GreenTree was representative of the group, reporting its revenue plunged 21% in the second half of last year to 488 million yuan ($68 million). The situation was especially bad in the fourth quarter, when its revenue per available room (revpar), a widely watched industry metric, fell 11.6% year-on-year.

GreenTree previously said January this year was a weak month as people stopped traveling during a massive wave of Covid infections that followed the relaxation of restrictions. But then things began to pick up around the Lunar New Year holiday in late January, and business was actually well ahead of pre-Covid levels by the national Labor Day holiday at the start of May.

As things improved, GreenTree’s revenue from its organic hotel business rose 16.8% in the first quarter from a year earlier to 252.6 million yuan, according to the latest update. Its revpar for the period rose by an even stronger 24.8%, largely due to a big jump in occupancy rates. The company pointed out that revpar during the Labor Day holiday was actually at 120% of pre-Covid levels from 2019.

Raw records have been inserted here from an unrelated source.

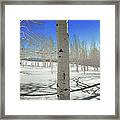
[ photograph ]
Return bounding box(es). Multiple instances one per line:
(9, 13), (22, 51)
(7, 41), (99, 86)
(19, 20), (101, 100)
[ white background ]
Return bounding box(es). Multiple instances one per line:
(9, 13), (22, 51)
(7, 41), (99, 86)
(5, 5), (115, 115)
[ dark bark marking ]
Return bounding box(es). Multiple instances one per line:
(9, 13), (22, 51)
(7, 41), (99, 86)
(59, 49), (63, 52)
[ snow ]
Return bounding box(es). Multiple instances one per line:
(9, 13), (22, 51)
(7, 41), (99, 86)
(20, 61), (100, 100)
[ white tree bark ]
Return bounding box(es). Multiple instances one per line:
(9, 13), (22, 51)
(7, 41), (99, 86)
(56, 20), (70, 100)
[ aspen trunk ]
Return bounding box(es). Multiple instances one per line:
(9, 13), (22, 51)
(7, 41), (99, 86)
(56, 20), (70, 100)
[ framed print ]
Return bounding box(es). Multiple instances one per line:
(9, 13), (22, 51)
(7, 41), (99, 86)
(1, 1), (119, 119)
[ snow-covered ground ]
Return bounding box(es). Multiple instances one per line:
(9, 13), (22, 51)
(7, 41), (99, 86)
(20, 62), (100, 100)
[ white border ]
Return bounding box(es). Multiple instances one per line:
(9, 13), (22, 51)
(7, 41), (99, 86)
(5, 5), (115, 115)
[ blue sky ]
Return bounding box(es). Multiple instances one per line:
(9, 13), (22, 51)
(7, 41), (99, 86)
(20, 20), (100, 46)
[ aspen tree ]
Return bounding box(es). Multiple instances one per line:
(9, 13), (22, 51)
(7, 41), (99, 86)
(56, 20), (70, 100)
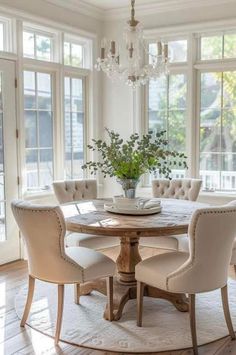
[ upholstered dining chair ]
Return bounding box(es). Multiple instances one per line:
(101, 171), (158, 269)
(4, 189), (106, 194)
(140, 179), (202, 250)
(171, 200), (236, 272)
(53, 179), (120, 250)
(12, 201), (115, 344)
(135, 206), (236, 354)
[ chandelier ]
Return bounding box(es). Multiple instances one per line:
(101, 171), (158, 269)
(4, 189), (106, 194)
(95, 0), (169, 89)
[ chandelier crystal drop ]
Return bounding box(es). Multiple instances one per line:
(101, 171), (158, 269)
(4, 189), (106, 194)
(95, 0), (169, 89)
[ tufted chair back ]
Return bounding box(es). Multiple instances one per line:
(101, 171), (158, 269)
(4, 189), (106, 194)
(152, 179), (202, 201)
(12, 201), (83, 284)
(53, 180), (97, 203)
(167, 206), (236, 294)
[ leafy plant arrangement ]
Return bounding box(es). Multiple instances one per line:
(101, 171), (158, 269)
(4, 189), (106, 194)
(82, 128), (187, 180)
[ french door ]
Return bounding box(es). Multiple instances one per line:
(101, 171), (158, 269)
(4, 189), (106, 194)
(0, 59), (20, 264)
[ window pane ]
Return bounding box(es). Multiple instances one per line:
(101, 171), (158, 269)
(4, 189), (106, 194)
(200, 72), (236, 190)
(224, 34), (236, 58)
(169, 74), (187, 109)
(64, 42), (71, 65)
(38, 111), (53, 148)
(24, 72), (53, 189)
(223, 72), (236, 109)
(201, 36), (223, 60)
(37, 73), (52, 110)
(0, 23), (5, 51)
(72, 79), (83, 112)
(26, 149), (39, 189)
(148, 74), (187, 178)
(39, 149), (53, 189)
(24, 71), (36, 108)
(25, 111), (37, 148)
(71, 43), (83, 67)
(201, 73), (222, 110)
(64, 77), (84, 179)
(36, 35), (52, 61)
(23, 31), (35, 58)
(64, 41), (84, 68)
(168, 110), (186, 152)
(168, 40), (187, 63)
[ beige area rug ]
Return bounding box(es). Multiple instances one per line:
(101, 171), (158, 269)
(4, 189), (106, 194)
(15, 280), (236, 354)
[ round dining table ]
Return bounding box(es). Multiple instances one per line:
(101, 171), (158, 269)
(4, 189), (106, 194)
(62, 198), (206, 320)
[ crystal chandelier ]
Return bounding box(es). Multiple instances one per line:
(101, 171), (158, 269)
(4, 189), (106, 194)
(95, 0), (169, 89)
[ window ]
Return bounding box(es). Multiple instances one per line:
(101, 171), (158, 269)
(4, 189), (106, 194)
(149, 40), (188, 63)
(200, 71), (236, 190)
(64, 77), (85, 179)
(24, 71), (53, 190)
(148, 73), (187, 177)
(64, 42), (84, 68)
(23, 29), (53, 61)
(201, 33), (236, 60)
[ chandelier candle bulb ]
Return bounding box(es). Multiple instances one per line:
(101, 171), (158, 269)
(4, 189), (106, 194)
(101, 48), (105, 60)
(164, 44), (168, 59)
(111, 41), (116, 56)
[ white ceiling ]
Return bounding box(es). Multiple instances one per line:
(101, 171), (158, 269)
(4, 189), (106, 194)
(83, 0), (157, 10)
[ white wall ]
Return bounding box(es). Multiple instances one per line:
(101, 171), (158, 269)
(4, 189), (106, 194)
(103, 0), (236, 196)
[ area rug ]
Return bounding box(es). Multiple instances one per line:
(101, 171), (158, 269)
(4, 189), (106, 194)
(15, 280), (236, 354)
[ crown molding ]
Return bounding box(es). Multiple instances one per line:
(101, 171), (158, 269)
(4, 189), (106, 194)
(45, 0), (235, 21)
(45, 0), (104, 20)
(104, 0), (235, 21)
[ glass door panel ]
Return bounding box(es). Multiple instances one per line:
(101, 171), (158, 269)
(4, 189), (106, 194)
(0, 60), (20, 264)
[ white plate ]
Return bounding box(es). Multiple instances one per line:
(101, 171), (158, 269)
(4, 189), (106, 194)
(104, 203), (162, 216)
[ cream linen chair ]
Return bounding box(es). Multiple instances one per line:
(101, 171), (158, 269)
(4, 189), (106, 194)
(140, 179), (202, 250)
(53, 180), (120, 250)
(12, 201), (115, 344)
(171, 200), (236, 272)
(135, 206), (236, 354)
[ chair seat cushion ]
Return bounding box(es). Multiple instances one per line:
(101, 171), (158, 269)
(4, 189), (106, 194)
(65, 233), (120, 250)
(135, 252), (189, 290)
(140, 234), (189, 252)
(65, 247), (116, 282)
(230, 238), (236, 265)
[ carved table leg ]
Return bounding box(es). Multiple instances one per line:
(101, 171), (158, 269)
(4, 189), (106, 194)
(80, 236), (188, 320)
(116, 237), (142, 285)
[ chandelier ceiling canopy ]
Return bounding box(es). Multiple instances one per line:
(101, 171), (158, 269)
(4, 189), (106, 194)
(95, 0), (169, 89)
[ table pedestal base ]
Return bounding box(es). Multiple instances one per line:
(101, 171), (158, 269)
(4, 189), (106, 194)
(80, 278), (189, 320)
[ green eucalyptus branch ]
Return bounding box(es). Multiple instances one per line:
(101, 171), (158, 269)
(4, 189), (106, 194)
(82, 128), (187, 179)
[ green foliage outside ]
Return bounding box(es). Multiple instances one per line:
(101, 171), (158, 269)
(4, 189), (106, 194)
(82, 129), (187, 179)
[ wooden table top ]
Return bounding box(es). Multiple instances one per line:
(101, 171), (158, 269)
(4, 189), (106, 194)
(61, 199), (207, 237)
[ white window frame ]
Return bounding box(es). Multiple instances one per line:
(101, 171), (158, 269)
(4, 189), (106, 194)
(144, 25), (236, 195)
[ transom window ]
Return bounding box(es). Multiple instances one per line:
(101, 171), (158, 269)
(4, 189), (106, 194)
(64, 41), (85, 68)
(23, 29), (53, 61)
(201, 33), (236, 60)
(24, 71), (53, 190)
(149, 39), (188, 63)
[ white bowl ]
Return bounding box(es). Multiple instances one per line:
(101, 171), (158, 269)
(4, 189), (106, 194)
(113, 196), (139, 209)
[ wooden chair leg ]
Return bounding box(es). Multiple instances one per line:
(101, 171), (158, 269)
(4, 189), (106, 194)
(55, 285), (64, 345)
(74, 284), (80, 304)
(20, 275), (35, 327)
(189, 294), (198, 355)
(107, 276), (114, 322)
(221, 285), (235, 340)
(137, 281), (144, 327)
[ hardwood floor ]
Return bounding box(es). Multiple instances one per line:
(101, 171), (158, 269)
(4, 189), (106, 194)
(0, 248), (236, 355)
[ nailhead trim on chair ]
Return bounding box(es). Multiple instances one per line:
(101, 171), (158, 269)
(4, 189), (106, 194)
(12, 205), (84, 281)
(166, 209), (235, 291)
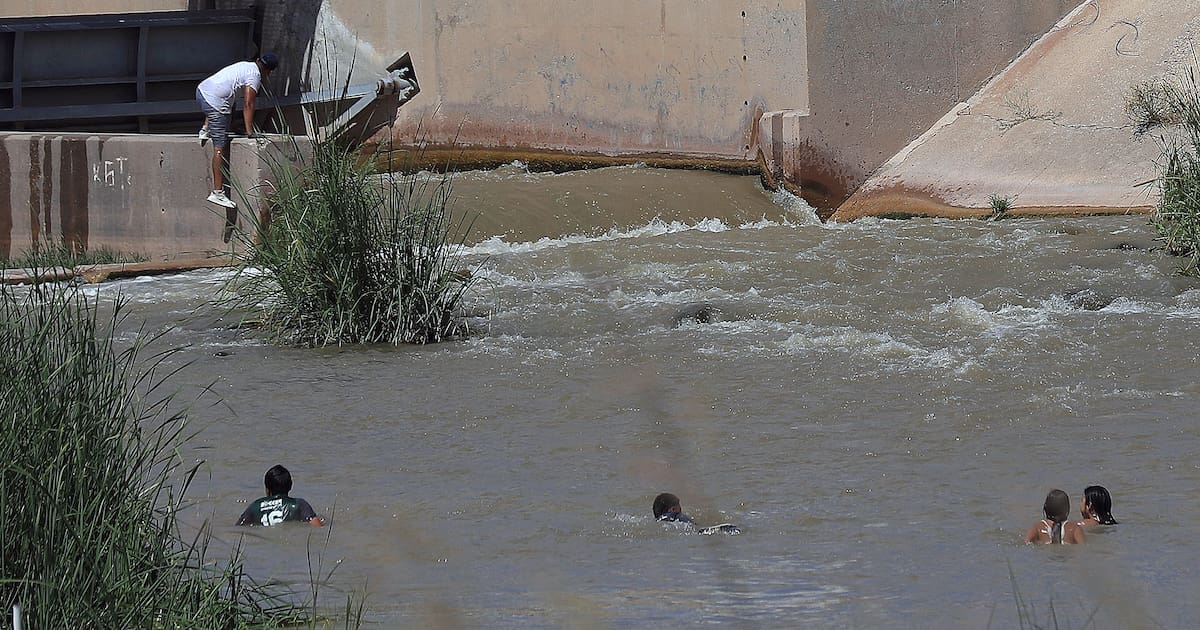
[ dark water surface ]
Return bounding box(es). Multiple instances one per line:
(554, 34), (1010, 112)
(87, 167), (1200, 628)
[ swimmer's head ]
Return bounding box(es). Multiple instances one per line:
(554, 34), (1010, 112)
(653, 492), (683, 520)
(1042, 488), (1070, 523)
(263, 464), (292, 497)
(1080, 486), (1117, 524)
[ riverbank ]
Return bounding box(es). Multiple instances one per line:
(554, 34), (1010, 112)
(0, 257), (234, 284)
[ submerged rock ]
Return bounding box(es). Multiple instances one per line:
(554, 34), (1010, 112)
(672, 302), (721, 328)
(1063, 289), (1116, 311)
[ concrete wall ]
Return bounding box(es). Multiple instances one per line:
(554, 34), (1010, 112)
(0, 133), (298, 260)
(297, 0), (1079, 206)
(10, 0), (1080, 214)
(0, 0), (187, 18)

As a result of those improvements, GreenTree’s first-quarter income operations for its organic hotels rose about 400%, or fivefold, to 57.2 million yuan. “The first quarter of 2023 marked a fresh beginning thanks to the recovery in the hospitality industry and the entire economy in China,” GreenTree said in a statement.

Sour Partnerships

Next, we’ll return to the other non-Covid elements that seem to be getting investors more excited about GreenTree than its peers these days.

In its last earnings report in April, covering the second half of 2022, the company disclosed it had stopped consolidating data from its affiliated Argyle chain of hotels into its results due to a dispute with the chain’s founder. Revenue from those hotels had previously accounted for 2.4% of the company’s total in 2021.

GreenTree also sold its stake in the Urban hotel chain last November, which previously accounted for another 8.8% of its revenue in 2021. While there’s no mention of any dispute, GreenTree’s decision to sell the chain strongly suggests it didn’t view the brand as strategic. Despite that, those two brands represented more than 10% of the company’s business, meaning their loss would automatically drop its revenue by around that amount regardless of the operating environment.

Still, the loss of two problematic assets will undoubtedly help the company improve its focus on its core brands going forward, and probably improve its margins as well.

GreenTree’s entry to the restaurant business was a separate, concurrent move to diversify into a related business. That move saw the company complete its purchase of the Da Niang dumpling chain, which had more than 200 self-operated and franchise stores at the end of March, and the smaller Bellagio chain with 36 stores.

GreenTree bought the chains from its own controlling shareholder, so there was probably never any doubt the deal would be completed. Such a purchase looks relatively smart, since GreenTree can now start to significantly expand the two chains by introducing them into its more than 4,000 hotels at the end of March.

GreenTree disclosed that the two chains generated between 118.5 million yuan and 136.5 million yuan during the first quarter, equal to about half the revenue it generated from hotels during that period. Thus, if it can rapidly expand those chains into its hotels, its restaurant revenue could quickly overtake revenue from its core hotel business.

The improving environment, combined with the addition of the restaurant business, have led analysts to forecast GreenTree’s revenue and profit will both rise about 67% this year from 2022 levels, compared with 58% growth forecast for Atour, 43% for H World and just 13% for global chain Hilton Worldwide HLT, whose big business rebound occurred a year earlier.

Following its recent stock gains, GreenTree now trades at a price-to-earnings (P/E) ratio of 14, based on analyst forecasts for its 2023 profit. While that’s not meteoric, its still much higher than it was at the start of the year. Still, that ratio is well behind the 25 for Atour and 32 for H World, which are more upscale and lack GreenTree’s previous distractions. That means there could be some more upside in GreenTree’s shares if it can show its partnership troubles are behind it, and also quickly show some strong growth potential for its two new restaurant chains.